Semi-Daily Journal Archive

The Blogspot archive of the weblog of J. Bradford DeLong, Professor of Economics and Chair of the PEIS major at U.C. Berkeley, a Research Associate of the National Bureau of Economic Research, and former Deputy Assistant Secretary of the U.S. Treasury.

Wednesday, June 28, 2006

Driving in New Delhi

Alex Tabarrok writes:

Marginal Revolution: Corruption: Joel Waldfogel covers an interesting new study of corruption in the motor vehicle department in India. Some eight hundred Indians were randomly assigned to one of three groups: the first group got a cash bonus for getting a license, the second group was given driving lessons, the third group was a control.... [T]he first group bribed their way to a license. In addition to taking the shortest period of time, most of the first group never even had to take a test!

Waldfogel has more details. He misses, however, what I think is the most important finding of the study. The delay in the Indian DMV is "endogeneous," i.e. it's not due to torpor or constraint but instead is a result of corruption. How can the Indian bureaucrats make the most of their control over licenses? First, make the line long. But that can increase the bribe-price only so much - especially given how cheap it is to hire someone in India to wait in line for you. The real value is in the license itself so the Indian examiners randomly fail many applicants, even those with good driving skills. Paying the bribe, therefore, is really the only route to a license. The net result is long lines and unsafe drivers.

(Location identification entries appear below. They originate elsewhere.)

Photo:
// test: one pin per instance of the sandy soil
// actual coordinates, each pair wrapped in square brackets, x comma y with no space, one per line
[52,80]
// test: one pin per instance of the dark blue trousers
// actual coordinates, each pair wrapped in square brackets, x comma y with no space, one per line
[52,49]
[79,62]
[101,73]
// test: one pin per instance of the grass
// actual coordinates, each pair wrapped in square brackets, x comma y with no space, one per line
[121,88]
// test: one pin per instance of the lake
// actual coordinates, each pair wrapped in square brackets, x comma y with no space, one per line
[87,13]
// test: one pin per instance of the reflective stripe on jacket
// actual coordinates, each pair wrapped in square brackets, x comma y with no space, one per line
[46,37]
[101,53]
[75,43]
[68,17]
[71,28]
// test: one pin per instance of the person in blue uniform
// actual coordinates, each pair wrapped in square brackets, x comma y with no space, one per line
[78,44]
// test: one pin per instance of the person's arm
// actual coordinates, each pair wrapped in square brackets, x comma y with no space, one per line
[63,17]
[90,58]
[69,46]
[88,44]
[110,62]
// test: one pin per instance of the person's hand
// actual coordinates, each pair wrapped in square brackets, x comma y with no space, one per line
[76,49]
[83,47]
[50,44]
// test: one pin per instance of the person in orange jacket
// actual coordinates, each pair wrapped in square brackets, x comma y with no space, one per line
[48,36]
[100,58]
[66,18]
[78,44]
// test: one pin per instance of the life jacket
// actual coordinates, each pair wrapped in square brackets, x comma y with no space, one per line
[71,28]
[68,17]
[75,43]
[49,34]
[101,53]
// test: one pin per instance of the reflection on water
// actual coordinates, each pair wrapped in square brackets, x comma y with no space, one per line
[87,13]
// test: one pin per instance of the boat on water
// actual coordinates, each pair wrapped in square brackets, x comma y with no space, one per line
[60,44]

Corruption like this is endemic throughout the world. Libertarians should take note, however, the problem in this case is not so much that there is too much government but that government is too weak.

Does Corruption Produce Unsafe Drivers?: Marianne Bertrand, Simeon Djankov, Rema Hanna, Sendhil Mullainathan: We follow 822 applicants through the process of obtaining a driver's license in New Delhi, India. To understand how the bureaucracy responds to individual and social needs, participants were randomly assigned to one of three groups: bonus, lesson, and comparison groups. Participants in the bonus group were offered a financial reward if they could obtain their license fast; participants in the lesson group were offered free driving lessons. To gauge driving skills, we performed a surprise driving test after participants had obtained their licenses. Several interesting facts regarding corruption emerge. First, the bureaucracy responds to individual needs. Those who want their license faster (e.g. the bonus group), get it 40% faster and at a 20% higher rate. Second, the bureaucracy is insensitive to social needs. The bonus group does not learn to drive safely in order to obtain their license: in fact, 69% of them were rated as "failures" on the independent driving test. Those in the lesson group, despite superior driving skills, are only slightly more likely to obtain a license than the comparison group and far less likely (by 29 percentage points) than the bonus group. Detailed surveys allow us to document the mechanisms of corruption. We find that bureaucrats arbitrarily fail drivers at a high rate during the driving exam, irrespective of their ability to drive. To overcome this, individuals pay informal "agents" to bribe the bureaucrat and avoid taking the exam altogether. An audit study of agents further highlights the insensitivity of agents' pricing to driving skills. Together, these results suggest that bureaucrats raise red tape to extract bribes and that this corruption undermines the very purpose of regulation.

Three points:

  • This shows a high degree of collective action on the part of corrupt bureaucrats--one that one would (incorrectly) think would not survive even cursory scrutiny by the state.
  • The problem is not that the state is too strong: the state is totally unable to control its own functionaries. A state that cannot control its own functionaries is by definition weak.
  • The problem is that the state is weak in the wrong places and strong in the wrong places: weak in its control of its own functionaries (where it should be strong) and strong in its control of and ability to hassle the public in order to extort money (where it should be weak).